VOICE ACTING - I saw this movie subbed, and it was lovely. The cast for our three protagonists all did great; the emotion was clearly there. I was especially fond of Yoshiaki Umegaki, who voiced Hana. I suppose I'm always impressed with those that do well playing less traditional roles, but it was a very believable portrayal. And... the baby cry was too believable. I don't like babies much, but even amongst the baby lovers of the world, I'm sure there is a general consensus that the noise they can make is incredibly unpleasant. I almost muted this movie so many times because oh, snap, there is a lot of baby wailing in this movie. Oh well. More realism points?
The inclusion of a few Spanish-speaking characters in the movie was a nice surprise and scored some multicultural points. I like Spanish a lot and even though I probably wasn't the best student of the language, I understood well enough without subtitles (I guess KAA hadn't been prepared to sub Spanish). They used real Spanish-speakers too, so it actually sounded like Spanish instead of some strange, garbled Supaniishu. Yay!
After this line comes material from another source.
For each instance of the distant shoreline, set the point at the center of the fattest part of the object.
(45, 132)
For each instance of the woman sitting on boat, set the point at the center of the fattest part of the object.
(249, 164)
OVERALL - Barring a bit of partial nudity (exposed breasts for breastfeeding), I think Tokyo Godfathers is an excellent family film. The story is pretty straightforward and easy to understand. All the traditional elements of a Christmas movie are there -- inspiration, hope, good deeds, strong relationships, family values, feel-goodness, and a happy ending -- but the rich characters that Satoshi Kon brings into the mix really makes the difference. So yeah, even with all the silly little coincidences that move it along, I really enjoyed this movie.